I shoot both sliktricks and rage hypodermic. Got this buck Saturday with the rage and he went 40 yards









Sent from my SAMSUNG-SM-G870A using Tapatalk


----------



## wycwby

*Joe H Fine Job*

Thats a **** nice buck Joe, what part of Texas did you get him At??


----------



## joe h

wycwby said:


> Thats a **** nice buck Joe, what part of Texas did you get him At??


Between cuero and yoakum. Low fence lease

Sent from my SAMSUNG-SM-G870A using Tapatalk


----------



## 2Ws

Looks like you trashed the lungs, can't see hole but the good from mouth and nose makes for easy tracking.......and he didn't go far


----------



## Trouthunter

I've shot Shuttle T Locks since they came out and really like them.

Slick Tricks are a good choice as well.

I do not shoot mechanical broad heads.

TH


----------



## LA Wader

softpoint said:


> Slick Tricks. They usually shoot same as field points.


I bought some of these broadheads the other day, but I found that they didn't shoot the same as my field tips. Do you have to adjust them any certain way to counter the fletchings? I've shot mechanicals, so new to the fixed blades.

Sent from my iPhone using Tapatalk


----------



## Trouthunter

LA Wader then try the Shuttle T's...they fly just like a field point for me.

TH


----------



## LA Wader

> Add to Trouthunter's Reputation
> LA Wader then try the Shuttle T's...they fly just like a field point for me.
> 
> TH
> __________________
> ILLEGITIMI NON CARBORUNDUM


Thanks Trouthunter, I will check them out. I'm also gonna see how those slick tricks shoot on my old arrows too.


----------



## 2Ws

LA Wader said:


> I bought some of these broadheads the other day, but I found that they didn't shoot the same as my field tips. Do you have to adjust them any certain way to counter the fletchings?
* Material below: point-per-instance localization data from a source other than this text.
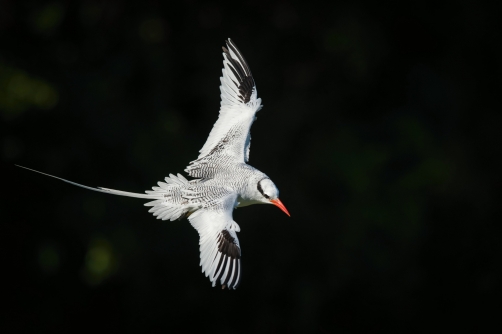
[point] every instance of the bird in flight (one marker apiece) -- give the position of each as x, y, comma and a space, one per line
222, 178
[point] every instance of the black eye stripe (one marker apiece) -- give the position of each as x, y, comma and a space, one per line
261, 190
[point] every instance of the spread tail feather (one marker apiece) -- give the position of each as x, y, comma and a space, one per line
99, 189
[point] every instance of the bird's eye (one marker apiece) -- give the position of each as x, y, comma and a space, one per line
260, 189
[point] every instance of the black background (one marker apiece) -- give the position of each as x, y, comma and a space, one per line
379, 127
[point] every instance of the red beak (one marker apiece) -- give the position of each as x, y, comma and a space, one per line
278, 203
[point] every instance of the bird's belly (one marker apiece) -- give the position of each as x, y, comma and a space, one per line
245, 202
I've shot mechanicals, so new to the fixed blades.
> 
> Sent from my iPhone using Tapatalk


are you tuning EACH heads to your shafts? I align each head to match fletching. If not tuned don't expect tight groups, some shots will make you wonder ***!!!


----------



## LA Wader

Ok thanks. I tuned one (fletching and broadhead aligned) and got the arrow to shoot good. I thought I had it by the horns and the next 2 arrows didn't follow suite! I will mess with that this week. Thanks again.
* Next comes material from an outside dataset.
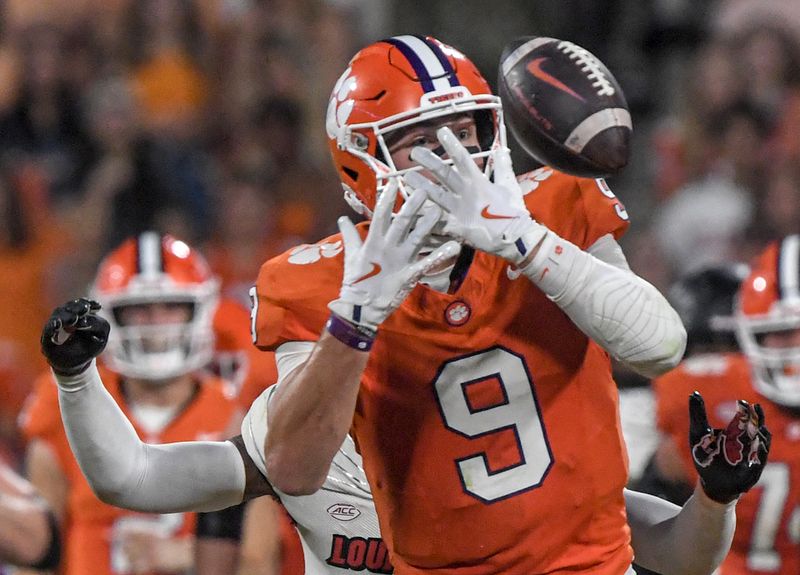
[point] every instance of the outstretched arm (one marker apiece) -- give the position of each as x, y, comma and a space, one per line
124, 471
120, 468
672, 540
Sent from my iPhone using Tapatalk


----------



## 2Ws

Are you spinning arrow to check for wobbling? I spin on my finger, you can feel the slightest wobble, if so turn head 1\3 turn and try again. If your NOT doing this and just aligning the head with fletching....this IS your problem!!


----------



## LA Wader

2Ws said:


> Are you spinning arrow to check for wobbling? I spin on my finger, you can feel the slightest wobble, if so turn head 1\3 turn and try again. If your NOT doing this and just aligning the head with fletching....this IS your problem!!
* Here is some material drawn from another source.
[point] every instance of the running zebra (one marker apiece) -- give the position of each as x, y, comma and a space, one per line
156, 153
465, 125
Thanks again. I know it's probably something pretty simple! Too many good things have been said about these broadheads.

Sent from my iPhone using Tapatalk


----------



## 2Ws

Sometimes you might need to put rubber o ring between head and shaft do as be able adjust head 1\3 turn at a time, I've had to use 2 o-rings to get a full turn while tuning, it beat having to heat insert each time to turn but today folks super glue inserts so the o-rings is a necessity in tuning or balancing.....I would bet not many folks do this..


----------



## TXMike06

Alot of people say they're to expensive but I've had really good luck with the 2 inch rage 2 blades. I've seen shots that weren't that great kill an animal because that thing leaves such a big hole. I have a video of me shooting a doe and in slow motion it almost looks like a gunshot out the opposite side of her. She only went 25 yards.


----------



## wycwby

Thanks for all the feedback


----------



## speckassassin

I exclusively hunt Slick Trick Magnum broadheads. Took this P&Y Antelope last year at 55yds with a Slick Trick Magnum broadhead. Goat only made it 15 yds before keeling over backwards.


----------



## chris33

Slick tricks standard


Sent from my iPhone using Tapatalk


----------



## Big Guns 1971

I use Rage or Grim Reaper broadheads but any sharp broadhead will work if the shot is placed right.


----------



## g2outfitter

I have had problems with a few Rage so two years ago switched to grave digger 100g. Chisel tip. It's a mechanical and fixed all in one. Few of us switched and have had awesome results.

Sent from my SM-G900V using Tapatalk


----------



## pighitt

I love slick tricks. Hate messing with mechanicals.


----------



## troutsupport

I like my G5 Strikers. With any fixed broadhead the bow has to be tuned.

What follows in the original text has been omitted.